I rebuilt almost the entire engine. It is much cleaner, less code, better organized. No copy-paste code. The same routine handles all chunk generation and scheduling. Multithreading works a lot better now - rather than redundantly processing chunk edges, it synchronizes the chunk processing. Noncoindentially, I seemed to have completely eliminated the crashes I encountered every so often. (Word to the wise: do not try and use C++ vectors inside a thread, even if each one is exclusive to its own thread.) I also implemented better mipmap generation and handling. Overall, rendering performance is up 2-10 times faster depending on settings, and chunk generation is (as promised!) over 100 times faster, although there is still much room for improvement (particularly in terms of choosing visible chunks to render). But for now, I am very happy with performance and probably won't optimize it much more for the time being.

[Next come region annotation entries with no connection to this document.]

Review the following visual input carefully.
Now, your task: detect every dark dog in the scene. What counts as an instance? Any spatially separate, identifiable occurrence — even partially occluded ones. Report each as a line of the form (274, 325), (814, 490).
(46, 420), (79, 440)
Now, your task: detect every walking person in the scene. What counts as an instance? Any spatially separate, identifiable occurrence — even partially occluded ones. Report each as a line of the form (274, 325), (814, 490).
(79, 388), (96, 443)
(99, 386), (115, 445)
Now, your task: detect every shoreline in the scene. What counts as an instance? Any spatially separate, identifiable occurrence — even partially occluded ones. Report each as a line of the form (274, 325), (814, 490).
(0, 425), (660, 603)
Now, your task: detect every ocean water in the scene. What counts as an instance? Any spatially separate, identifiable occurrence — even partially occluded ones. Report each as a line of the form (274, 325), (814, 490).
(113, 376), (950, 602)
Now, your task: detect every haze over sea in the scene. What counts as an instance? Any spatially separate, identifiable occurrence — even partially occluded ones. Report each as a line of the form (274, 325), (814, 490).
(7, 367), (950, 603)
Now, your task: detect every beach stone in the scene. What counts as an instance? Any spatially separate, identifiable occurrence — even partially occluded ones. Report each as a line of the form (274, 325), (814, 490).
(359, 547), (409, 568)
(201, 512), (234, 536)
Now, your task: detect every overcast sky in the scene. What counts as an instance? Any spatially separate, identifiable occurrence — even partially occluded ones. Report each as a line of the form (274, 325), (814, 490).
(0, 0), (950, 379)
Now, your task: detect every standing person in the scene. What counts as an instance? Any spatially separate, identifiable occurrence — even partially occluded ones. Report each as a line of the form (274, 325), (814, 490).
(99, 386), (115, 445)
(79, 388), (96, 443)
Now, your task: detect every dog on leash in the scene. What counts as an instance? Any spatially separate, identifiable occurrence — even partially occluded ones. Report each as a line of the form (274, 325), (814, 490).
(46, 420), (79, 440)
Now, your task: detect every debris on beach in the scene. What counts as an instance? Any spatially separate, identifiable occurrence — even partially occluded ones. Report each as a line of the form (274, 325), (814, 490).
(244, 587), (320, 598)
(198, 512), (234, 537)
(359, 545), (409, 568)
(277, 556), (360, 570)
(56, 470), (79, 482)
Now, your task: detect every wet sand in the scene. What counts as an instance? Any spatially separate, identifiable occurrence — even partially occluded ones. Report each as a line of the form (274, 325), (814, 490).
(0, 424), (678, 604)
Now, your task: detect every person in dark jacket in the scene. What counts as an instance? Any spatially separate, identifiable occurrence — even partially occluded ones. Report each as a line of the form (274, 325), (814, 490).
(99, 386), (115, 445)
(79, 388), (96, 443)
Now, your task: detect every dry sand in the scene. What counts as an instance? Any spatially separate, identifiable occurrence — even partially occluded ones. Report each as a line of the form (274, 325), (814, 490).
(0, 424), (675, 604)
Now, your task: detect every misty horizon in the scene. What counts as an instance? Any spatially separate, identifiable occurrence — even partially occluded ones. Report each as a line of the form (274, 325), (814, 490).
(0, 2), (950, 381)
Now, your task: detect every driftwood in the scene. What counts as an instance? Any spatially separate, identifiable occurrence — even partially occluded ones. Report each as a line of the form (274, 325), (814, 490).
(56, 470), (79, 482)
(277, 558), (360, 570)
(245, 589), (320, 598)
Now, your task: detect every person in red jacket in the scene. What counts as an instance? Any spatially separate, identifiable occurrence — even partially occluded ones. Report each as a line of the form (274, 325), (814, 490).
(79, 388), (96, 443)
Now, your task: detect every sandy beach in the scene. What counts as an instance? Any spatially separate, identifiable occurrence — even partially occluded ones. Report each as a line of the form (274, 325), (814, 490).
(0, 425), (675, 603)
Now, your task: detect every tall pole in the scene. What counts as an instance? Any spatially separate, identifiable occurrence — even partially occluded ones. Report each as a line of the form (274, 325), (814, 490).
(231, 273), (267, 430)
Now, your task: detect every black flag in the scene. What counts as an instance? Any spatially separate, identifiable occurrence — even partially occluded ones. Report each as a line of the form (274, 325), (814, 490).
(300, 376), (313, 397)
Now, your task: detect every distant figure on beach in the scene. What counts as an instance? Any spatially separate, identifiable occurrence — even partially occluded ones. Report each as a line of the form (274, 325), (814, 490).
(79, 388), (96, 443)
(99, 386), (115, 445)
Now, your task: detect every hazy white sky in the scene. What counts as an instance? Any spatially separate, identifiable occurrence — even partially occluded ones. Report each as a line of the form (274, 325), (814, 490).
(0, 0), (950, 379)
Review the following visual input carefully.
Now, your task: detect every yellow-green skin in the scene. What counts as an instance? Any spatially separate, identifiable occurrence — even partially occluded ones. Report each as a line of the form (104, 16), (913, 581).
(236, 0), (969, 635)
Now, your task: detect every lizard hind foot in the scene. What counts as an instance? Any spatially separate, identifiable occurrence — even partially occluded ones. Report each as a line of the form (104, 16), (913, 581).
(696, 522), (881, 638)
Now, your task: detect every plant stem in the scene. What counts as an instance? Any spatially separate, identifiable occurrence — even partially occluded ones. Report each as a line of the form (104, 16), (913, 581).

I wrote my own GUI and text-render from the ground up. It can render without shader state changes, meaning it can all be compiled into a single display list. It is generated almost entirely on the GPU (text is read from a bitmap though). It uses uniform spacing and character widths, intentionally (all part of the old-school look :D). Still in the early stages but here is a screen shot (characters have backgrounds just for the hell of it, but can easily be disabled).
Overall, I am very happy with the progress made, the engine feels much cleaner, faster, and stable.